Uno dei presenti era l’allora capo della polizia capitolina Steven Sund, che è stato costretto a lasciare l’incarico un giorno dopo l’attacco a causa di pesanti critiche sulla sua gestione dei disordini. Tuttavia, ha sempre rimproverato all’FBI e ai Dipartimenti della Sicurezza Nazionale e della Difesa di non averli avvertiti del reale pericolo che correvano.
Ora, in occasione della pubblicazione del suo libro su quell’episodio, «Courage Under Attack: Besieged and Outnumbered 58 to 1 on January 6» (Coraggio sotto attacco: assediati e in minoranza 58 a 1 il 6 gennaio), Sund ha insistito ancora una volta su questo punto, anche se ha accettato la parte di colpa che potrebbe avere come capo della Polizia Capitolina all’epoca.
«Non ho problemi a far ricadere la responsabilità su di me. Ne subirò le conseguenze nella misura in cui me lo merito. Ci sono cose che avrei potuto e dovuto fare meglio», ha dichiarato in un’intervista alla CBS, in cui ha detto di sentirsi «molto preoccupato» che possa accadere di nuovo.
Sund ha anche criticato la burocrazia militare che ha impedito il dispiegamento della Guardia Nazionale in tempo e ha detto di non comprendere ancora coloro che «hanno deciso di non inviare aiuti agli uomini e alle donne» che ne avevano bisogno, così come l’ex presidente Trump per aver guidato la folla al Campidoglio.
In occasione del secondo anniversario, il suo successore nella carica, Tom Manger, ha sottolineato che a due anni da quegli incidenti, la Polizia Capitolina è ora «chiaramente migliorata», ma ha avvertito che dato «l’attuale clima di minaccia» è essenziale rimanere vigili.
Manger ha spiegato che esiste una minaccia reale alle istituzioni statunitensi, in particolare contro i funzionari eletti. «Se dovesse accadere l’impensabile, saremo pronti», ha detto.
CERIMONIA ALLA CASA BIANCA Biden ha in programma anche un evento alla Casa Bianca, venerdì, in ricordo di quanto accaduto quel giorno.

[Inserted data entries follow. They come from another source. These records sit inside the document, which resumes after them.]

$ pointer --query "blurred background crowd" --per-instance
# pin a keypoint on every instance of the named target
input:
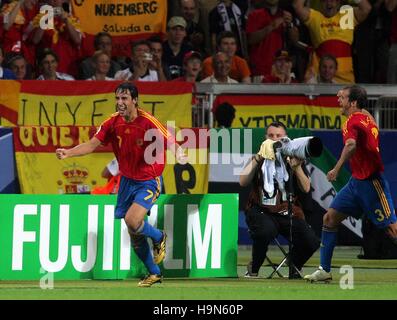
(218, 41)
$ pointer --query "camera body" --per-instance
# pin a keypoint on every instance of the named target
(301, 148)
(147, 56)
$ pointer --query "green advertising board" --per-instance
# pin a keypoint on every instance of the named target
(77, 237)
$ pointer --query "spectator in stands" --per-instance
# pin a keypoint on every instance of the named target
(371, 45)
(228, 16)
(102, 42)
(221, 63)
(156, 47)
(227, 43)
(267, 214)
(336, 41)
(267, 30)
(64, 39)
(16, 18)
(5, 73)
(391, 5)
(191, 66)
(327, 70)
(224, 115)
(195, 34)
(281, 69)
(18, 65)
(139, 69)
(48, 62)
(101, 63)
(175, 48)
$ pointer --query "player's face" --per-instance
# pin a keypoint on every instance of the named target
(275, 133)
(125, 103)
(343, 100)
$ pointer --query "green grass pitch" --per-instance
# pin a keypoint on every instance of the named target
(373, 279)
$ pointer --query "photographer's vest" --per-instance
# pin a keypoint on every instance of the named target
(277, 204)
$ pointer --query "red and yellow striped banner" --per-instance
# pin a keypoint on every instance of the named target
(87, 103)
(40, 172)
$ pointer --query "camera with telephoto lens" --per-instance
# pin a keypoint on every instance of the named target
(301, 148)
(147, 56)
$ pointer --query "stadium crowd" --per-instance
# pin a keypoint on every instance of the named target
(224, 41)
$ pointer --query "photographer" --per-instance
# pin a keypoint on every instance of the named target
(267, 215)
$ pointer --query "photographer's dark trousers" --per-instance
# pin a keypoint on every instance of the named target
(265, 226)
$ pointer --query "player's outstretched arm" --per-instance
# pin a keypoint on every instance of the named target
(79, 150)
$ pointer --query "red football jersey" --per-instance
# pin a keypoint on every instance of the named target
(366, 160)
(138, 159)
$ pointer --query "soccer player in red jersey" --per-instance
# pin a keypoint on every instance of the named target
(141, 179)
(367, 191)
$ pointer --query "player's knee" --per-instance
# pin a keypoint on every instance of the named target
(136, 239)
(329, 221)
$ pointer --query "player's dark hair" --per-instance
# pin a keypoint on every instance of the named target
(277, 124)
(127, 86)
(359, 94)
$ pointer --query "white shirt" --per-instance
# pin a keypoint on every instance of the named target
(59, 76)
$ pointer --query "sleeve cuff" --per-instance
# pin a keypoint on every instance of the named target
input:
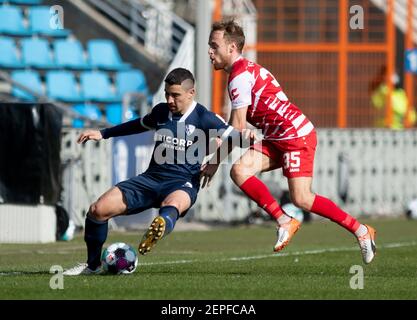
(104, 133)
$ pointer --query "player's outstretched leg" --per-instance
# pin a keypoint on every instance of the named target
(160, 227)
(95, 235)
(285, 231)
(367, 244)
(365, 234)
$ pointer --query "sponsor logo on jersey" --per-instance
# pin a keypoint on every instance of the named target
(187, 185)
(189, 129)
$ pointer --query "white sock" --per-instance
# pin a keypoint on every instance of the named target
(283, 219)
(362, 230)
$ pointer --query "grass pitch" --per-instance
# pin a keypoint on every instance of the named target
(228, 263)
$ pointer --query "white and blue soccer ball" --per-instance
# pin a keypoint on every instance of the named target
(119, 258)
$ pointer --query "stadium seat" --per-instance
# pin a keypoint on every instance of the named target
(96, 86)
(61, 85)
(29, 79)
(36, 53)
(89, 110)
(131, 81)
(23, 2)
(40, 19)
(8, 54)
(11, 21)
(103, 54)
(69, 54)
(114, 114)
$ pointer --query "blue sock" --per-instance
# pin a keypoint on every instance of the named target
(170, 214)
(95, 235)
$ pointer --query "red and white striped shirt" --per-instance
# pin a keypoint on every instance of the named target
(252, 85)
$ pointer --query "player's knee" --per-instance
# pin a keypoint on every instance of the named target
(98, 212)
(302, 201)
(236, 172)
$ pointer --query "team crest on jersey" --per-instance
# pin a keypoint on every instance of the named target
(189, 129)
(234, 94)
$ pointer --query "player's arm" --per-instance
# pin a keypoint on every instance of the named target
(135, 126)
(227, 140)
(238, 118)
(124, 129)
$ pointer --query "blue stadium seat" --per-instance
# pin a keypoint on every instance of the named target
(11, 21)
(69, 54)
(36, 53)
(61, 85)
(96, 86)
(114, 114)
(131, 81)
(29, 79)
(8, 54)
(23, 2)
(40, 19)
(103, 54)
(89, 110)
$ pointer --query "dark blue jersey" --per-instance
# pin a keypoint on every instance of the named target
(181, 141)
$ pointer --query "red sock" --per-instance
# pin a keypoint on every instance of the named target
(327, 208)
(259, 192)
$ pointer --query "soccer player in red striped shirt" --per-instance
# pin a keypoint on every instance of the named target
(289, 141)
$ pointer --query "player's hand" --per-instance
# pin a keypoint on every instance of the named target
(89, 135)
(208, 170)
(250, 135)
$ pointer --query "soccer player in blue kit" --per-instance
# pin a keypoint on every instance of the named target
(171, 182)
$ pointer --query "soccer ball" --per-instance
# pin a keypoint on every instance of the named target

L’evento potrebbe essere l’occasione per approfondire non solo le minacce che gli Stati Uniti hanno messo in guardia da quegli eventi, ma anche le conclusioni della commissione congressuale che ha indagato sull’accaduto.
Prima della fine dell’anno, la commissione della Camera dei Rappresentanti ha pubblicato un rapporto finale in cui le carenze della sicurezza sono state relegate a un’appendice, mentre la figura di Trump ha occupato gran parte delle pagine, in cui si raccomandava di formulare accuse penali per il suo ruolo nell’accaduto.
A questo punto circa 900 persone sono state accusate di coinvolgimento nei disordini, 470 delle quali si sono dichiarate colpevoli. La maggior parte di loro è stata accusata di aggressione e resistenza all’arresto, disordine civile, ostruzione di un processo legale, violazione di edifici o terreni riservati o accuse più gravi come sedizione e cospirazione.